Der Maler Philipp Marton (Thomas Busse) lebt seit einigen Jahren, aufgrund eines schweren Schicksalsschlags, zurückgezogen auf einem alten Landgut. Eines Tages, während Philipp draußen malt, taucht eine junge Frau auf, die völlig betrunken in seiner Nähe zusammenbricht. Er nimmt sich der Bewusstlosen an und lässt sie in seinem Haus ihren Rausch ausschlafen.

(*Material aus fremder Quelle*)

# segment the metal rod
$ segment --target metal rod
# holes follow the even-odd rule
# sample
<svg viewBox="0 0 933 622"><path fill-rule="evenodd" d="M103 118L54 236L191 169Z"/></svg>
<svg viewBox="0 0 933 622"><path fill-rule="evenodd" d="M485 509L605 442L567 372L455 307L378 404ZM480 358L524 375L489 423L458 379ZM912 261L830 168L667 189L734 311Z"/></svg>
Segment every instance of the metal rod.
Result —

Als sich die beiden am anderen Morgen begegnen treffen zwei völlig verschiedene Welten aufeinander. Lisa (Julia Domenica) schlägt sich mit Gelegenheitsjobs durch, hat ständig finanzielle Probleme, ist frustriert, desillusioniert, vor allem was Männer betrifft, sie trinkt viel zu viel und sieht keinen wirklichen Sinn im Leben.

Philipp dagegen ist ein gereifter, tiefgründiger Mensch, standfest und authentisch, der viel über das Leben nachgedacht hat und für sich Antworten fand, die ihm Halt geben. Doch auch ihn quält tief im Herzen eine scheinbar nicht zu heilende Wunde.

Das Spannungsverhältnis zwischen Lisa und Philipp, ihre Abneigung und Faszination füreinander, bringen Themen an die Oberfläche, die beide Protagonisten innerlich aufwühlen. Vor allem steht die Frage nach dem Sinn des Lebens im Vordergrund! Gegensätze ziehen sich bekanntlich an und so kommen sie sich näher. Doch dann nimmt die Geschichte eine dramatische Wendung und ihre aufblühende Zuneigung wird auf eine harte Probe gestellt.